Yakın tarihin en büyük kırılma noktalarından birinden geçtik o gün.
Kürt politikacılarının aynı saatlerde “ya kabul edersiniz, ya kabul edersiniz” tarzı tehditkâr ifadelerle “demokratik özerkliği” ilan etmeleri değil, tam tersine süratle yatıştırıcı bir dil ve politika saptamaları gerekiyordu.
Yapmadılar.
Silvan baskını ve sonrası, Abdullah Öcalan’ın geleceğini de, barışı da mahvetti.
Hâlbuki karşımızdaki tabloyu görmek çok da zor değildi.
Başbakan Erdoğan ve AKP hükümeti, Kürt politikasında bir çözüm üretmek istiyor ama bunu bir türlü beceremiyordu.
Çözüm için cesur ve yaratıcı bir formül koyamadılar ortaya.
Bunun üzerine bütün ümitlerini Öcalan’la “müzakerelere” bağladılar.
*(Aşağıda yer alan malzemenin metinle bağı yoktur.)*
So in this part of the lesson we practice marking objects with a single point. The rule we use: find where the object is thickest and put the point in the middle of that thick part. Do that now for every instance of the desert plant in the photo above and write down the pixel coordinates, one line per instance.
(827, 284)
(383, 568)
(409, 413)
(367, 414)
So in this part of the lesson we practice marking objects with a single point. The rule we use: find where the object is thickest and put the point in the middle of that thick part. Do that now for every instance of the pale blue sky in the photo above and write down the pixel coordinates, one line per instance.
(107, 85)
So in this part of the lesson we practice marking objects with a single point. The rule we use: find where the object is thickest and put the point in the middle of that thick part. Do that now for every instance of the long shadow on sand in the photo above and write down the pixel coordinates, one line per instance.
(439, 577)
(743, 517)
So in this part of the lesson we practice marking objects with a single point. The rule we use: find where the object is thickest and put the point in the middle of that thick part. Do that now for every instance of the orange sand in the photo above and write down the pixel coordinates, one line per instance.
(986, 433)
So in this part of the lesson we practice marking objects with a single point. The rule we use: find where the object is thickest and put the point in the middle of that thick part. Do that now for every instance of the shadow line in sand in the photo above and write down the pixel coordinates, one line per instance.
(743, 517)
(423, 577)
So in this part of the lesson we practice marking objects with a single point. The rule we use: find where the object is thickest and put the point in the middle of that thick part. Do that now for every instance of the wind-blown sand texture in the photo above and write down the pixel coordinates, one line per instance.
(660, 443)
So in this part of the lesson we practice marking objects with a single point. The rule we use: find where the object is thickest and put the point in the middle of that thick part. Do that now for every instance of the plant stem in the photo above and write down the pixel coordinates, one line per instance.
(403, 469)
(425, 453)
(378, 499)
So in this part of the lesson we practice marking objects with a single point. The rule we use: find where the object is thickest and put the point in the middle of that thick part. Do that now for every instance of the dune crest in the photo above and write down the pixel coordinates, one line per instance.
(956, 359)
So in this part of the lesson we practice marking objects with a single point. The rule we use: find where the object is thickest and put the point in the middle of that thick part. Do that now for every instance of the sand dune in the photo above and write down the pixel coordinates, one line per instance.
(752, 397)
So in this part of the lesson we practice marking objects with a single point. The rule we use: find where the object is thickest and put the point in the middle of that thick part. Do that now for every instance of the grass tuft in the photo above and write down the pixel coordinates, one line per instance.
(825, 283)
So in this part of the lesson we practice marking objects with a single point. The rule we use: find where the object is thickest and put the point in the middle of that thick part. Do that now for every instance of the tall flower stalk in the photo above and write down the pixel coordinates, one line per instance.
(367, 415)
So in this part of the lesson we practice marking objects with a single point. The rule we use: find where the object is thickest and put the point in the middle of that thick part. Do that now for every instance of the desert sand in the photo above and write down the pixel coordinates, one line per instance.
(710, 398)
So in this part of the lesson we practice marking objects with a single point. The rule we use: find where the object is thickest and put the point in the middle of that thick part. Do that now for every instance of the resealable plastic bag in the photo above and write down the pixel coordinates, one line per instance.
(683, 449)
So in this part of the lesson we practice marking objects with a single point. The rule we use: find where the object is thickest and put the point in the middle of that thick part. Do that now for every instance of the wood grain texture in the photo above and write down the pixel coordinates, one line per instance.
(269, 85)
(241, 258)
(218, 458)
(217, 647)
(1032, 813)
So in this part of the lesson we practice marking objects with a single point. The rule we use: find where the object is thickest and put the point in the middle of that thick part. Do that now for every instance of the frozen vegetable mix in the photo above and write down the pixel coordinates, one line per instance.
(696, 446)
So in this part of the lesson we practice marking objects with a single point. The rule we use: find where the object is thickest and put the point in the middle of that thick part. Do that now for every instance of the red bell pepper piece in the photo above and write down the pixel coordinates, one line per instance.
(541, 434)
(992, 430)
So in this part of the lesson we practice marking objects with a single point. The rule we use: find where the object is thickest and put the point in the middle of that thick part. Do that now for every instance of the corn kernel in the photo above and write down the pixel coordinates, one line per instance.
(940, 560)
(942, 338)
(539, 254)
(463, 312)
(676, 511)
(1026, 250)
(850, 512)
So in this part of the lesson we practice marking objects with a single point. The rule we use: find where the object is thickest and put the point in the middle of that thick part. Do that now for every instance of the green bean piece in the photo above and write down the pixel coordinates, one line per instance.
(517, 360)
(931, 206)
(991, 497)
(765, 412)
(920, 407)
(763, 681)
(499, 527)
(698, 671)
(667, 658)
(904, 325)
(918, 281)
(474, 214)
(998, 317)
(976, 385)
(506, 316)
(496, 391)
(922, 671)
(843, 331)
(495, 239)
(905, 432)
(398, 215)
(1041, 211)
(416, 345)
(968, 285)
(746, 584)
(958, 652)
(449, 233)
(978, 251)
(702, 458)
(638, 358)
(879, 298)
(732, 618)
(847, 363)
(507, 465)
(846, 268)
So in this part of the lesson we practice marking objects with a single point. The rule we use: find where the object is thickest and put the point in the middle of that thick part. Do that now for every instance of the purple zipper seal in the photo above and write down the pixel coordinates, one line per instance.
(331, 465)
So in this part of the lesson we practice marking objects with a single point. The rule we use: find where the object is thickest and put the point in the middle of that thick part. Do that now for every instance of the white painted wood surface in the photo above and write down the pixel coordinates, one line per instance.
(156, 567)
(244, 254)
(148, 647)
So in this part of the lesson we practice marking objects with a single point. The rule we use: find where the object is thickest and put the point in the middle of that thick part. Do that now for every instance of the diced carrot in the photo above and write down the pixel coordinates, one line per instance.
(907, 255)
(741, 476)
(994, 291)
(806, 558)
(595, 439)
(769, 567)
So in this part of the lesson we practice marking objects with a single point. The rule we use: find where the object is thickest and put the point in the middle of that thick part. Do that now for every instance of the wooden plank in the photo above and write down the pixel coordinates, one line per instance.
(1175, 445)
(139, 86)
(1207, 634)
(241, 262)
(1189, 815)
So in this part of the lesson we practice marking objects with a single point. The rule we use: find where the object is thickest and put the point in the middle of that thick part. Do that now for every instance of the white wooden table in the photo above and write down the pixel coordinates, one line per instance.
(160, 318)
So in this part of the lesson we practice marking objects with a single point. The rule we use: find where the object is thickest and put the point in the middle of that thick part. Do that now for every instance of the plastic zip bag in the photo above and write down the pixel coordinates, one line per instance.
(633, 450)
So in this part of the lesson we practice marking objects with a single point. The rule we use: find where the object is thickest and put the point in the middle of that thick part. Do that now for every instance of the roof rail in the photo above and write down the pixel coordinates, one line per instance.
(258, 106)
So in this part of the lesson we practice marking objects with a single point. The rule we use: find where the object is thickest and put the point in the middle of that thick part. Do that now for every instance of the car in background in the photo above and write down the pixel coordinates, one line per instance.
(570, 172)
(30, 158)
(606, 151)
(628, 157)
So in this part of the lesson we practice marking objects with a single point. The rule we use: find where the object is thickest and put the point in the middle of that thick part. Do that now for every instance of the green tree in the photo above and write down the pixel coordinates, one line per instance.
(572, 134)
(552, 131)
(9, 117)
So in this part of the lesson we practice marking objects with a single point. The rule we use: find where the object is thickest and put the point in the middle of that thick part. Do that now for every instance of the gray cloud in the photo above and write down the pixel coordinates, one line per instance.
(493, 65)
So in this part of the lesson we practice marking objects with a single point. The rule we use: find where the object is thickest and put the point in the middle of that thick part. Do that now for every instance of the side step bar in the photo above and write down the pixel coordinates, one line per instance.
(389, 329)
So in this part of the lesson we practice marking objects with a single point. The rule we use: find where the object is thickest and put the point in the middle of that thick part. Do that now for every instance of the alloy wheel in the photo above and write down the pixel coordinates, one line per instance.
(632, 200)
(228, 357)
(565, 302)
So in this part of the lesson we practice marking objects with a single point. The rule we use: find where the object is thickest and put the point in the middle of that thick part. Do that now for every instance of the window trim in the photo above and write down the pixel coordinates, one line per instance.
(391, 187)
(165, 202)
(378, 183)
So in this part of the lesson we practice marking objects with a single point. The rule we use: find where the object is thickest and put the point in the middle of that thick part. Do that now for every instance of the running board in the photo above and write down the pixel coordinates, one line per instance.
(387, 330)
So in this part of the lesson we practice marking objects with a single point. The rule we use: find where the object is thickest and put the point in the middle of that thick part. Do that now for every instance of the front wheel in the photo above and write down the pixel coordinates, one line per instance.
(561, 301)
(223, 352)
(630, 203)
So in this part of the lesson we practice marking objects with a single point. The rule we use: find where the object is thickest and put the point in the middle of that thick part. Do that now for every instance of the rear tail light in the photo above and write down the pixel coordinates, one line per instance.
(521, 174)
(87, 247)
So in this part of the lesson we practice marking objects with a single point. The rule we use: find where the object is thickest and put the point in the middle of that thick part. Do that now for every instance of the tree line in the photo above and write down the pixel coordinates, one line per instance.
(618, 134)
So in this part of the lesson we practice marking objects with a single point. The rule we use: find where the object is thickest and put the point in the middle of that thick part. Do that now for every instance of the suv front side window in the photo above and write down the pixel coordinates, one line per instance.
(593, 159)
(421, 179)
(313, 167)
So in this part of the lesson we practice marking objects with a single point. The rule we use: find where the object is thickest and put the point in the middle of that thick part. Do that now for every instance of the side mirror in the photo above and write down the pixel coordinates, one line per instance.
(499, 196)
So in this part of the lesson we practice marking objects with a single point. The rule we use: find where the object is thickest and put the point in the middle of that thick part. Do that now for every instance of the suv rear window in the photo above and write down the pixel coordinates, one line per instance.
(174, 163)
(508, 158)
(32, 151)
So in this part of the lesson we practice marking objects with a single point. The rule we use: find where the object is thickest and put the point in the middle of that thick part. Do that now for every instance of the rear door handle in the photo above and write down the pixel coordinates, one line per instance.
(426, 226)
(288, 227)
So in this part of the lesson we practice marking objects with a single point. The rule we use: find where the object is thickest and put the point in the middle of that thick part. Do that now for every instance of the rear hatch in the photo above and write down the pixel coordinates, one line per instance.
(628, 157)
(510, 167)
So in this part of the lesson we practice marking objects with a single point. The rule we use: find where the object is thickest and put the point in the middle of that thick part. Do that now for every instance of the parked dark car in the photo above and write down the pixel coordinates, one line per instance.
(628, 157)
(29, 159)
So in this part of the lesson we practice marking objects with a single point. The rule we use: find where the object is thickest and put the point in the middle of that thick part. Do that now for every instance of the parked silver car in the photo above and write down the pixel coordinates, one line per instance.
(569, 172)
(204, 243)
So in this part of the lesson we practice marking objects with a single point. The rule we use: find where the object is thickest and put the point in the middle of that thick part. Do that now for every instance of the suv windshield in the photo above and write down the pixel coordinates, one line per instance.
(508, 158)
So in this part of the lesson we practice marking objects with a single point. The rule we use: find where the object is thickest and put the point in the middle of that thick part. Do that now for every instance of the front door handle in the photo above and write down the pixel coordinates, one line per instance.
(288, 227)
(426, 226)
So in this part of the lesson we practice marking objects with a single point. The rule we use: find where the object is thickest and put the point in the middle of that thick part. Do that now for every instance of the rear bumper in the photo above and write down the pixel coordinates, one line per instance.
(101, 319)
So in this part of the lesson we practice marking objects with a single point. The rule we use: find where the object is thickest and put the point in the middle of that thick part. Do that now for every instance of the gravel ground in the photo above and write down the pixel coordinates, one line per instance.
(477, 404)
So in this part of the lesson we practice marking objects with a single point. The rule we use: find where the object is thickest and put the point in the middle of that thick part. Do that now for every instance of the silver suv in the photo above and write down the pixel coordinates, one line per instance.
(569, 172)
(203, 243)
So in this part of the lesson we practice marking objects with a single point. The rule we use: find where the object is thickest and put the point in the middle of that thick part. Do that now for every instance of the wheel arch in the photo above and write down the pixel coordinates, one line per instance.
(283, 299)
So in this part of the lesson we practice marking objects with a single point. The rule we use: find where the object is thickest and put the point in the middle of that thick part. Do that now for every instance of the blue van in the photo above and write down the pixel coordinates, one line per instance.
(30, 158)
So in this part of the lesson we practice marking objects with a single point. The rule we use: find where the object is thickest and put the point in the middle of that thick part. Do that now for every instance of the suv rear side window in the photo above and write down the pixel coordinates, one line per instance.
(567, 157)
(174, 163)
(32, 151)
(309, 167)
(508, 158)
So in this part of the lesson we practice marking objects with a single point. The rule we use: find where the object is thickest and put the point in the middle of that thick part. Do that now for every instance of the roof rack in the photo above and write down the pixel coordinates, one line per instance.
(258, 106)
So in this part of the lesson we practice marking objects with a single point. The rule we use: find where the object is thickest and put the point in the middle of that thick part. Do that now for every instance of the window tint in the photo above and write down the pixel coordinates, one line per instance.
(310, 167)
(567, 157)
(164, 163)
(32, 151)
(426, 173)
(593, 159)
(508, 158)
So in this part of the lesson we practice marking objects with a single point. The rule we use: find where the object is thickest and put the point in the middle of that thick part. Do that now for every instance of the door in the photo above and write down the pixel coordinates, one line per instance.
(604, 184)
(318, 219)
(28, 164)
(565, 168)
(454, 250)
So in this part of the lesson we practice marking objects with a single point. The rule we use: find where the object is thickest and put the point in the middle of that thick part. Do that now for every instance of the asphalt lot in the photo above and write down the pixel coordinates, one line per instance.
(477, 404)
Bu yaklaşım, belki PKK hareketi başladığından bu yana en büyük “gücü” verdi Apo’ya, zaten o da “Kürt tarihinin en büyük anlaşmasını imzalamaya hazırlandıklarını” söyleyerek durumun farkında olduğunu ortaya koydu.
Apo’yla sürdürülen müzakerelerin ayrıntılarını bilmiyorum ama bugün manşetteki yazısını okuyacağınız Emre Uslu, “Apo’nun ev hapsine çıkması” konusunda da anlaşmaya varıldığını yazıyor.
Zaten de “ev hapsi” konusu gündeme gelmiş, televizyonlarda da tartışılmaya başlamıştı.
Öcalan’ın ev hapsine çıkması Kürt politikasının muhteşem bir kazanımı ve barışın yolunu açan bir Kürt Mandela’sının doğumu olacaktı.